RSA Identity Governance & Lifecycle uses third party software called Workpoint for workflows. Workpoint server monitors provide a way of monitoring the Workpoint queues to ensure that workflows are running smoothly. If these queues become backed up, workflows can stall and at times the Workpoint server can shut down. At this point change requests stop processing and the RSA Identity Governance & Lifecycle application may come to a virtual halt.
This RSA Knowledge Base Article explains how to detect what is causing stalled workflows and/or the Workpoint server shutdown, and how to rectify the situation.
The Workpoint server slows down and possibly halts when the Workpoint queues become overloaded and cannot keep up. The first signs of this happening are workflow stall messages and slowing down of change request processing. Both good and bad design of workflows and change requests can cause this situation. For example, a perfectly valid change request that generates ten million items with one job per item can cause the Workpoint server to slow down. Over time a large change request that causes this slowdown will usually clear up on its own. But what if there is an aberrant or poorly designed change request?

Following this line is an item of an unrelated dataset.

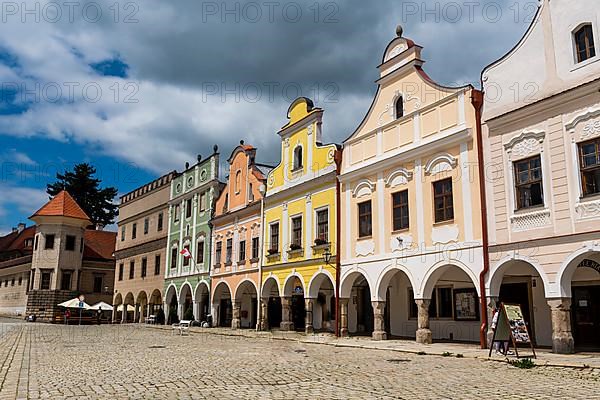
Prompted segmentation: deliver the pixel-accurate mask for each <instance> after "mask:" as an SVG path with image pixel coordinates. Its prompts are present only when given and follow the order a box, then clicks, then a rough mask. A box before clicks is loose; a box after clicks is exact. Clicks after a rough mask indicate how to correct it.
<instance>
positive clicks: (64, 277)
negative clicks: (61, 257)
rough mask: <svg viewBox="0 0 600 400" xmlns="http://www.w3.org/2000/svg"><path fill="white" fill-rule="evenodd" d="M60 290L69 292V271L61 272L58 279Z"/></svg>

Workflows can operate independently from change requests such as custom tasks or rules, etc. What if one of these workflows becomes aberrant or is poorly designed?
Consider the following analogy. Traffic may be slow because there is an accident on the highway. Or it may be slow because there are too many cars on the highway. Either way, the situation will usually resolve itself given time. However, consider the situation where one person (WF JOBS) is driving 1000 cars (Work in the Queue). This will cause the Workpoint monitor to shutdown.

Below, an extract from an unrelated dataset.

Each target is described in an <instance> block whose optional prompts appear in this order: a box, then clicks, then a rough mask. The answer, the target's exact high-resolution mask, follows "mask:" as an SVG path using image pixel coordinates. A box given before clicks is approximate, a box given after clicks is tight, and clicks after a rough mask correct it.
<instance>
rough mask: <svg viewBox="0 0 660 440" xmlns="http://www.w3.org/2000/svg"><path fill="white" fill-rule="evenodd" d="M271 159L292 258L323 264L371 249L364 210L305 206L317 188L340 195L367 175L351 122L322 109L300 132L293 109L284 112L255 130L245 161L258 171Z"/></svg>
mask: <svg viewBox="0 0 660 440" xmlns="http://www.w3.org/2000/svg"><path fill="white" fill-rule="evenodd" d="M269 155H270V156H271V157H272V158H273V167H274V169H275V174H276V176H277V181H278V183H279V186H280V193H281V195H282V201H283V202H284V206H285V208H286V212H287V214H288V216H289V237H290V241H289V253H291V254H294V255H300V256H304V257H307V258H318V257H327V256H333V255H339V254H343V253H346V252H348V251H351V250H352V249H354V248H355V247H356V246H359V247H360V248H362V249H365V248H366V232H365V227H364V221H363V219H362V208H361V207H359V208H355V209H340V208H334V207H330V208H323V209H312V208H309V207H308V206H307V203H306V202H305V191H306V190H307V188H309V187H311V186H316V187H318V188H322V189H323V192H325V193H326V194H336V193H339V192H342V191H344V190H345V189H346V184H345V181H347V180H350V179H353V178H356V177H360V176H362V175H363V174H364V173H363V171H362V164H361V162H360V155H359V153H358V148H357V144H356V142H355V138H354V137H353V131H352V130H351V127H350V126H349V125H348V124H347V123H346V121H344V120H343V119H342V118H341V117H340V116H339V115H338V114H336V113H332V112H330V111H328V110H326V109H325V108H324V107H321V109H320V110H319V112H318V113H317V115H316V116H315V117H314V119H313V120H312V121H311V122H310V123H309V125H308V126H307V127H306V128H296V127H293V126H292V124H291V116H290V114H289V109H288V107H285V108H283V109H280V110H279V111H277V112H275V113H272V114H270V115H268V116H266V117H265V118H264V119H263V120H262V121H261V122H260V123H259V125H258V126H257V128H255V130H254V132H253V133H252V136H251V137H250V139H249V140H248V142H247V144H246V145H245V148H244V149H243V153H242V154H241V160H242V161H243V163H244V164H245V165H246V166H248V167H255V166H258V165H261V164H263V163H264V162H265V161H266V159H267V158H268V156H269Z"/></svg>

There are two parts to this resolution:
- Detect and terminate the aberrant change/request and/or workflow.
- Cleanup the Workpoint monitoring queues. Be careful not to cancel any valid change requests and work that is in the Workpoint queues.
Detect and terminate the aberrant change request or workflow
NOTE: If you are on an RSA Identity Governance & Lifecycle version prior to 7.1.1 P04, you may be having the issue reported in 000038393 -- Change requests get randomly cancelled and add unrelated activities or continue to provision in RSA Identity Governance & Lifecycle. Please refer to that RSA Knowledge Base Article before proceeding with this one to be sure you are not having that issue.
As the
avuser, execute the below SQL query, three times replacing
wp_[JOB or ALERT or SCRIPT]_monitor with
wp_JOB_monitor,
wp_ALERT_monitor, and
wp_SCRIPT_monitor for each run.
select * from (select wpi.cr_id, wpi.name, wpi.proc_state_id, job.* from wp_proci wpi join
(select proci_id, count(proci_id) as num_of_work_in_q from wp_[JOB or ALERT or SCRIPT]_monitor
group by proci_id
having count(proci_id) > 5
order by count(proci_id)) job
on wpi.proci_id = job.proci_id)
order by num_of_work_in_q desc;
This query returns
cr_id which is the internal id for a change request. If this is null, then this job is not associated with a change request. When viewing this query output, look for the change request or workflow that has created the most work for the Workpoint monitors. Typically one workflow job will normally add one entry to a queue. As seen when editing workflows, workflow paths are mostly sequential but sometimes have concurrent paths. Regardless, the number of entries in a Workpoint queue created by one job should be very close to one. If you find entries in the double digits or worse, this is a good time to engage
RSA Identity Governance & Lifecycle Support to help with identifying the change request or workflow causing the issue and assist with terminating the aberrant change request or workflow.
Cleanup the Workpoint monitoring queues
Please contact
RSA Identity Governance & Lifecycle Support for cleaning up the Workpoint monitoring queues after the aberrant change request or workflow has been terminated. Continuous monitoring of these queues may be needed for a while after such a situation to ensure the problem is truly resolved.